This week marks the first anniversary of the Federal Communications Commission’s Phase I
enhanced 911 deadline, and by most accounts, not much progress has been made.

SCC Communications Corp.,
which provides 911 operations support systems, estimates less than 3 percent of the public safety answering points have
deployed Phase I services. The company said it has received requests for the service from about 2,500 PSAPs of an
estimated 5,000 PSAPs nationwide.

Phase I of the FCC’s mandate requires wireless carriers to provide the 10-digit
call-back number and the location of the cell site transmitting wireless 911 calls. The mandate became effective April
1, 1998, but stipulated carriers only must provide such information after receiving a request from a PSAP capable of
handling the information and if methods for recovering the costs of the systems were in place.

While several
obstacles may be slowing deployment down, including liability and cost-recovery legislation, some experts believe a
lack of cooperation among several parties and a low level of interest at the local public safety level partly may be to
blame.

Clem Driscoll, president of C.J. Driscoll & Associates, said Phase I deployments so far have been most
successful in areas where local public safety officials have taken it on as a cause and aggressively worked to get it
deployed.

“If nobody champions the cause, then it doesn’t get done,” said Driscoll. “I’m afraid
there is a fair amount of finger pointing going on as to who is at fault for why this is going so slow.”

Tim
Zenk, director of external affairs at Xypoint Corp., a wireless E911 systems integrator, said carriers are not receiving
many requests from the public safety community.
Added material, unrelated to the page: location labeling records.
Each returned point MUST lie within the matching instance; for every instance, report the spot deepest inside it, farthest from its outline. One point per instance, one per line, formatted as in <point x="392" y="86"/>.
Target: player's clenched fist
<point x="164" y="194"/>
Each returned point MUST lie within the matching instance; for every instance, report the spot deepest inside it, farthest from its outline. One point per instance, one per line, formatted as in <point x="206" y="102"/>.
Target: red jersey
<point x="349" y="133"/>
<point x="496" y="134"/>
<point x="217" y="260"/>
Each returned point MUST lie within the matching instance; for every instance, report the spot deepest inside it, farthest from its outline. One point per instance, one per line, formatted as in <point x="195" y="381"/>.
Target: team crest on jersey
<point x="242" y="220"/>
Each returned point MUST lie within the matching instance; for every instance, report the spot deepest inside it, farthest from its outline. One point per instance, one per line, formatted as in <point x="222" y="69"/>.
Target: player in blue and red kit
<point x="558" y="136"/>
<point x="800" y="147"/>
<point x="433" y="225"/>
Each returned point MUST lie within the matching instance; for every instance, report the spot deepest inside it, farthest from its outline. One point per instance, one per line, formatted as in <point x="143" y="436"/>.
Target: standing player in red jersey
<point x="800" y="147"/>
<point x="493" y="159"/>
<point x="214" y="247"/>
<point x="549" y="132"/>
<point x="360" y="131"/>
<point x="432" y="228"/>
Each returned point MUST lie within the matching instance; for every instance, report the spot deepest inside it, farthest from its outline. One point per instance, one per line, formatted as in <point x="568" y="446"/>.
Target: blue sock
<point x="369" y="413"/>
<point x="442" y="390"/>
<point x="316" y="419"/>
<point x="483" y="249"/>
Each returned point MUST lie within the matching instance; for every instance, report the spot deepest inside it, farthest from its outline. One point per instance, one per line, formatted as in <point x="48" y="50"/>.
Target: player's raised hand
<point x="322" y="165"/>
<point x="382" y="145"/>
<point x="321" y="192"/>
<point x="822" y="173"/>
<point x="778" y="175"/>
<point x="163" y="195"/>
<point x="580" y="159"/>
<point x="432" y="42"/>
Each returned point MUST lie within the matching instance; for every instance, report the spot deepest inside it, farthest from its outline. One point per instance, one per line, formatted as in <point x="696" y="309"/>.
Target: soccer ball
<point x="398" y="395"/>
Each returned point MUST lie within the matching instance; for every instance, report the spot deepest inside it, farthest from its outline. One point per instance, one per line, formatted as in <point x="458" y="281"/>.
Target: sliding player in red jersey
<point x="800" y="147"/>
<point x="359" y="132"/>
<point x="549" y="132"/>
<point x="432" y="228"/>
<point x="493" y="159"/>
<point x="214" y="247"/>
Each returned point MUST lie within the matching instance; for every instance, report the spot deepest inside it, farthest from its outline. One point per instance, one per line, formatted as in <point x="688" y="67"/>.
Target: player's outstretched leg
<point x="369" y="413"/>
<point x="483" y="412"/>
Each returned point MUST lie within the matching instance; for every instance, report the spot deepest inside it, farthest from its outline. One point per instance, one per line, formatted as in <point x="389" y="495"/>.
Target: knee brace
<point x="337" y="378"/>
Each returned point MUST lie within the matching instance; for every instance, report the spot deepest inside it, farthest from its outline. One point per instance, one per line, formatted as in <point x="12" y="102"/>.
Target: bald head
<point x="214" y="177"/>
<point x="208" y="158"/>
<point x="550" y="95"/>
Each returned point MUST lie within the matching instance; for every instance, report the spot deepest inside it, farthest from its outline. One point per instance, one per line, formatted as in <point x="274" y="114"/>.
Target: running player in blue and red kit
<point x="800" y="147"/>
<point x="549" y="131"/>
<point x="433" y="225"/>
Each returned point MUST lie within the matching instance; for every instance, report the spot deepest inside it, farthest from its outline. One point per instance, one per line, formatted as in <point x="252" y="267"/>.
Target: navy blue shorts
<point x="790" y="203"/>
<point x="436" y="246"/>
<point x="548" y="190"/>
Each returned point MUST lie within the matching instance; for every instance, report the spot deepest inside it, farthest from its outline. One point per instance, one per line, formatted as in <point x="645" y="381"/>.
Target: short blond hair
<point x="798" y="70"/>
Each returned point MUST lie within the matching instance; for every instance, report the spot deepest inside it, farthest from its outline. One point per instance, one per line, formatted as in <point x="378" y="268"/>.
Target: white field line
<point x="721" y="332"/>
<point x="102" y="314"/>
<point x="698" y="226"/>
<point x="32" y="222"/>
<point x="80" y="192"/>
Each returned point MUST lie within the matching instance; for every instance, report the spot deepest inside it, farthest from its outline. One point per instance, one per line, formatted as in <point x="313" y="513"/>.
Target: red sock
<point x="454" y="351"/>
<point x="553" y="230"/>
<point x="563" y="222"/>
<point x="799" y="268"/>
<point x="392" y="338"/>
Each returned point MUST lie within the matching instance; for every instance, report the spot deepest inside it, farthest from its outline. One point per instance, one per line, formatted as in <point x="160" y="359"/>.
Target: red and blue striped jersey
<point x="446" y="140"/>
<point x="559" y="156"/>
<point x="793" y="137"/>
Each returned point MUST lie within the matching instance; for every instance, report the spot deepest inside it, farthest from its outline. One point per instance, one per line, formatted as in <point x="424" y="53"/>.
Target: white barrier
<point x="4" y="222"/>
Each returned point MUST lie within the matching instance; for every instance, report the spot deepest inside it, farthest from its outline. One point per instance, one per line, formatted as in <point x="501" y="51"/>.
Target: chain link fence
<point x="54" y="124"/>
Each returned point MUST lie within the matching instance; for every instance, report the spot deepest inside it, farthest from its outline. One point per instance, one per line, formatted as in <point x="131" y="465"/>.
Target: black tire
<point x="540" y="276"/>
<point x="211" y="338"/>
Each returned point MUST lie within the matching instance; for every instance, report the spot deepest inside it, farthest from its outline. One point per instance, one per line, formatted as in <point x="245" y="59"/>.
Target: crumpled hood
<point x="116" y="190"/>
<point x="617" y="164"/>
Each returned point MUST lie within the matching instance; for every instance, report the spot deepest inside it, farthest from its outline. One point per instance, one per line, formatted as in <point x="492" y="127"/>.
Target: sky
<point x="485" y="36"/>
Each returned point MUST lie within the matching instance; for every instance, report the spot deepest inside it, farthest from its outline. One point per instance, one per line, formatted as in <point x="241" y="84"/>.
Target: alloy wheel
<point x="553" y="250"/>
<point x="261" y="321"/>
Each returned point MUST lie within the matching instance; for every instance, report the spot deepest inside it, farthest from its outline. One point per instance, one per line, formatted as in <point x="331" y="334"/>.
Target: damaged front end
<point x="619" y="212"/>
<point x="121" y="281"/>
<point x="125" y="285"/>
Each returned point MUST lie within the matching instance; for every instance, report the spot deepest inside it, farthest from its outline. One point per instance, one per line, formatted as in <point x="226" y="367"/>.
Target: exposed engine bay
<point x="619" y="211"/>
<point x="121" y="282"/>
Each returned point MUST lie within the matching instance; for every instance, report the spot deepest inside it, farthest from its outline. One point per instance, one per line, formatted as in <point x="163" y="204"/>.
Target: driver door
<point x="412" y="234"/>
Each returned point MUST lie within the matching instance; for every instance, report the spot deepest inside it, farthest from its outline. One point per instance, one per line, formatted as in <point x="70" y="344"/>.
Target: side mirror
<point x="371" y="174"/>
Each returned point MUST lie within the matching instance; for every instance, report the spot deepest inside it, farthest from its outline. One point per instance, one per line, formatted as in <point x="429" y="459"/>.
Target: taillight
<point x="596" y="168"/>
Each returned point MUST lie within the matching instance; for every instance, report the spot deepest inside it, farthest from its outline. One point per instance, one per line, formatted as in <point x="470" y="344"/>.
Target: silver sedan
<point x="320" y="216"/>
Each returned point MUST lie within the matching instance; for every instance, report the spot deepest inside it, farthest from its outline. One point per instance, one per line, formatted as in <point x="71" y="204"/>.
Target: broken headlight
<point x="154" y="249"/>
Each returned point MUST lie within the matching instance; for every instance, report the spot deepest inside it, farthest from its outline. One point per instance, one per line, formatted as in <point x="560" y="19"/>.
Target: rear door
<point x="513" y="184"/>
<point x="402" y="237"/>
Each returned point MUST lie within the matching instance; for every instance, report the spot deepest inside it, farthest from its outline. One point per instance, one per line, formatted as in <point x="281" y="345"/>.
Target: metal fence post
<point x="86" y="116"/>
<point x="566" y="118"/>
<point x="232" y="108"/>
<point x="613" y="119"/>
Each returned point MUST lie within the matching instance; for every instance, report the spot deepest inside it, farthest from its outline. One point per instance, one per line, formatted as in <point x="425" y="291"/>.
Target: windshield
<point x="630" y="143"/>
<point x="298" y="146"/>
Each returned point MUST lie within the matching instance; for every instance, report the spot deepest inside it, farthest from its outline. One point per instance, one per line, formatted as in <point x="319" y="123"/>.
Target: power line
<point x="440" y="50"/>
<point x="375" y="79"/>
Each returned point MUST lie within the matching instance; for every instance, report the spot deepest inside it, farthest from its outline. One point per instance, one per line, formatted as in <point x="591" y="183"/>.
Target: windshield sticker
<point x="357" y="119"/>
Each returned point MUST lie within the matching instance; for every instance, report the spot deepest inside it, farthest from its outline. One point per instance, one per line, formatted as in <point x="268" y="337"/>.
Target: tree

The FCC also needs to outline more clearly its expectations of the
wireless and public safety communities, said Zenk.

“At some point, wireless calls to PSAPs are going to
overtake wireline calls to PSAPs,” said Zenk. “We’re clearly at a point where we need to do
something.”

Zenk also said some local exchange carriers have been reluctant to provide access to their
databases, which has further slowed the process of deploying Phase I.

Zenk noted that 27 states have passed
legislation to provide a cost-recovery method for Phase I. During the last year, said Zenk, Xypoint has been trying to
educate and encourage PSAPs to request Phase I services in areas where cost-recovery methods were in place, without
much success.

Zenk said he is optimistic more progress will be made during the next year or so, but he said he
doubts Phase I deployments will reach 50 percent of the country by 2001.

Meanwhile, much attention has been
focused on the second piece of the FCC’s E911 mandate. Phase II requires carriers to pinpoint a caller’s location to
within 410 feet, 67 percent of the time by October 2001. Experts caution, however, that Phase I must come
first.

“You can’t go from nothing to Phase II,” said Ira Barron, vice president of marketing and business
development at SCC. “It’s the logical first step.”

Barron said Phase I provides PSAPs a call-back
number, which is critical if a call drops, and it also puts location-based routing into the network. Furthermore, said
Barron, even when Phase II technologies are deployed, potentially one-third of the population still will be unserved,
and Phase I will provide back-up services for those callers.

“We’re seeing great strides in Phase II as
evidenced by Houston Cellular’s trial using True Position’s technology and SnapTrack’s upcoming Alpha handset
demonstration in Tampa,” said Barron. “But as opposed to the technology and implementation hurdles that
Phase II still faces, the only hurdles slowing Phase I are political, and when it comes to protecting people’s health and
safety, politics is a poor excuse for these delays.”